Differential access for publicly-posted composite documents with multiple workflow participants BIBAKFull-Text 115-124
  Helen Y. Balinsky; Steven J. Simske
A novel mechanism for providing and enforcing differential access control for publicly-posted composite documents is proposed. The concept of a document is rapidly changing: individual file-based, traditional formats can no longer accommodate the required mixture of differently formatted parts: individual images, video/audio clips, PowerPoint presentations, html-pages, Word documents, Excel spreadsheets, pdf files, etc. Multi-part composite documents are created and managed in complex workflows, with participants including external consultants, partners and customers distributed across the globe, with many no longer contained within one monolithic secure environment. Distributed over non-secure channels, these documents carry different types of sensitive information: examples include (a) an enterprise pricing strategy for new products, (b) employees' personal records, (c) government intelligence, and (d) individual medical records. A central server solution is often hard or impossible to create and maintain for ad-hoc workflows. Thus, the documents are often circulated between workflow participants over traditional, low security e-mails, placed on shared drives, or exchanged using CD/DVD or USB. The situation is more complicated when multiple workflow participants need to contribute to various parts of such a document with different access levels: for example, full editing rights, read-only, reading of some parts only, etc., for different users. We propose a full scale differential access control approach, enabling public posting of composite documents, to address these concerns.
Keywords: access control, composite document, document security, policy
Assessing the readability of clinical documents in a document engineering environment BIBAKFull-Text 125-134
  Mark Truran; Gersende Georg; Marc Cavazza; Dong Zhou
Previous work has established that specific linguistic markers present in specialised medical documents (clinical guidelines) can be used to support their automatic structuring within a document engineering environment. This technique is commonly used by the French Health Authority (la Haute Autorite de Sante) during elaboration of clinical guidelines to improve the quality of the final document. In this paper, we explore the readability of clinical guidelines. We discuss a structural measure of document readability that exploits the ratio between these linguistic markers (deontic structures) and the remainder of the text. We describe an experiment in which a corpus of 10 French clinical guidelines is scored for structural readability. We correlate these scores with measures of textual cohesion (computed using latent semantic analysis) and the results of a readability survey performed by a panel of domain experts. Our results suggest an association between the density of deontic structures in a clinical guideline and its overall readability. This implies that certain generic readability measures can henceforth be utilised in our document engineering environment.

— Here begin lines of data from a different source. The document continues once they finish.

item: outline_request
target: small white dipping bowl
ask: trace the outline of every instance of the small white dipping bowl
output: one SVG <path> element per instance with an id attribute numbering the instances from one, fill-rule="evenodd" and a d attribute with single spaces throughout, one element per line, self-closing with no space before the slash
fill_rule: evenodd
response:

Keywords: LSA, cohesion, latent semantic analysis, medical document processing, readability
Optimized reprocessing of documents using stored processor state BIBAKFull-Text 135-138
  James A. Ollis; David F. Brailsford; Steven R. Bagley
Variable Data Printing (VDP) allows customised versions of material such as advertising flyers to be readily produced. However, VDP is often extremely demanding of computing resources because, even when much of the material stays invariant from one document instance to the next, it is often simpler to re-evaluate the page completely rather than identifying just the portions that vary.
   In this paper we explore, in an XML/XSLT/SVG workflow and in an editing context, the reduction of the processing burden that can be realised by selectively reprocessing only the variant parts of the document. We introduce a method of partial re-evaluation that relies on re-engineering an existing XSLT parser to handle, at each XML tree node, both the storage and restoration of state for the underlying document processing framework. Quantitative results are presented for the magnitude of the speed-ups that can be achieved.
   We also consider how changes made through an appearance-based interactive editing scheme for VDP documents can be automatically reflected in the document view via optimised XSLT re-evaluation of sub-trees that are affected either by the changed script or by altered data.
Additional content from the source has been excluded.